Candidate generation and zero-cost ranking

Produces:

  • raw candidates
  • cheap ranking metrics
  • promoted top_k candidates

This is the best phase for debugging search-space quality.

Bilevel DARTS phase

Produces:

  • mixed searched model
  • training and validation losses
  • alpha histories
  • intermediate metrics

This is the best phase for debugging collapse, instability, or bad promotion thresholds.

Final retraining phase

Produces:

  • the fixed final_model
  • final metrics
  • training info

This is the artifact that should matter most for downstream use.

The important design choice: fixed-model retraining

ForeBlocks explicitly separates search-time mixed architectures from final deployment artifacts. That means the model you save after derive_final_architecture(...) is not just the same mixed model with a different label; it is a discrete architecture intended to be retrained and validated on its own merits.

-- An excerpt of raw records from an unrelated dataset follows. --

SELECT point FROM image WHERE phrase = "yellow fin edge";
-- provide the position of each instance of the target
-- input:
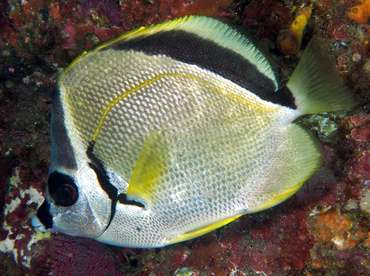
(150, 29)
(203, 230)
(279, 198)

This separation matters because:

  • mixed-model performance can overestimate the final discrete architecture
  • retraining reveals whether the search signal really transfers
  • saving and sharing the final model becomes cleaner

Stats collection and benchmarking

When collect_stats=True, the multi-fidelity pipeline stores timing and worker-parallelism artifacts. This is useful when you want to compare:

  • how expensive phase 1 really is
  • whether more workers help in practice
  • whether candidate generation or search training is the true bottleneck

Treat this as an experiment-benchmarking feature, not something you need for every search run.